Ketogenesis

Ketogenesis is the process of producing ketone bodies, mainly in the liver. When carbohydrate availability falls, insulin decreases and fatty acids reach the liver more actively, part of the acetyl-CoA pool is directed toward acetoacetate, beta-hydroxybutyrate and acetone. These ketone bodies enter the blood and can be used by the brain, heart, muscles and other tissues as alternative fuel. Ketogenesis is a normal physiological adaptation, not a disease sign by itself.

The process increases during fasting, longer gaps between meals, low-carbohydrate and ketogenic diets, prolonged physical activity and depleted glycogen stores. In newborns and children, ketone bodies can also play an important energy role. Ketogenesis should not be confused with ketoacidosis. In nutritional ketosis, ketones rise in a controlled way and blood acid-base balance remains normal.

How ketone bodies are made

Fat tissue releases fatty acids, the liver takes them up and beta-oxidation begins. When a large amount of acetyl-CoA is produced and the citric acid cycle is limited by oxaloacetate availability, the liver redirects part of the flow into ketone bodies. Acetoacetate and beta-hydroxybutyrate travel through the blood and are used by tissues, where they are converted back into acetyl-CoA for energy.

The liver produces ketones but hardly uses them as fuel because it lacks the key enzyme needed for the reverse pathway. This makes the liver a supplier of energy to other tissues. The brain does not completely switch to ketones, but during adaptation it can cover a significant part of its needs with them, reducing the need for constant glucose availability.

What regulates ketogenesis

The main regulators are insulin, glucagon, fatty acid availability, glycogen stores, physical activity and overall energy status. Insulin restrains lipolysis and ketogenesis, while low insulin and higher glucagon create conditions for ketone production. After a carbohydrate-containing meal, ketogenesis falls. After an overnight fast or on keto, it rises.
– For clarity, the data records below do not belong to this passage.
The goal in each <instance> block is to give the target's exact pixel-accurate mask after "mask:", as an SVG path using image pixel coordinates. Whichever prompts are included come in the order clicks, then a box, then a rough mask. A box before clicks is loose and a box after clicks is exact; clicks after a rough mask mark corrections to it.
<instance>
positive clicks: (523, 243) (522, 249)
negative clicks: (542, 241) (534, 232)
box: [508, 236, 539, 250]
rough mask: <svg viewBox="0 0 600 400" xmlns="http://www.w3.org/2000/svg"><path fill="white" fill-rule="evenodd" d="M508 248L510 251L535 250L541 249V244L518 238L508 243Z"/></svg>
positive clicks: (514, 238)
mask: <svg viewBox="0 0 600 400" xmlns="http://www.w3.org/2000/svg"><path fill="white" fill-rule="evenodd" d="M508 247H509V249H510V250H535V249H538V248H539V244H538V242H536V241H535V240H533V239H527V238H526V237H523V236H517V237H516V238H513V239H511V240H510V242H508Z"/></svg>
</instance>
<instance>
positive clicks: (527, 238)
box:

Protein, stress, sleep and training also influence ketone levels. A large protein portion may moderately lower ketones through the insulin response and substrates for gluconeogenesis, but that does not make protein harmful. Sleep loss and stress can raise glucose and change fuel balance. Intense exercise may temporarily lower ketones because working muscles use them.

Keto-adaptation

In the first days of low-carbohydrate eating, ketones may rise while tissues are not yet fully efficient at using them. Over time, muscles, brain and heart improve their ability to work with fatty acids and ketone bodies. A person may notice steadier energy, less hunger and better tolerance of gaps between meals. Adaptation depends on electrolytes, protein, sleep, adequate energy intake and gradual training changes.

Higher ketones do not always mean a better result. Ketones that are high because of fasting, under-eating, illness or lack of insulin are a different context. For fat loss, type 2 diabetes or appetite control, the broader trend matters more: glucose, waist circumference, wellbeing, sleep, strength, lipids and diet sustainability. Chasing maximum ketones can lead to unnecessary protein restriction and poor recovery.

When caution is needed

People with type 1 diabetes, insulin-treated diabetes, SGLT2 inhibitor use, pregnancy, severe liver or pancreatic disease, or a history of ketoacidosis need to understand the difference between ketogenesis and danger. Feeling unwell with vomiting, high glucose, dehydration, sleepiness and high ketones requires medical assessment rather than continuing an experiment.

For most healthy people, ketogenesis is a normal way to provide fuel when carbohydrate availability is low. It can be a useful part of LCHF, but it does not have to be maximally deep every day. A better goal is metabolic flexibility: the ability to use fats, ketones and glucose according to the situation while maintaining normal wellbeing and safety.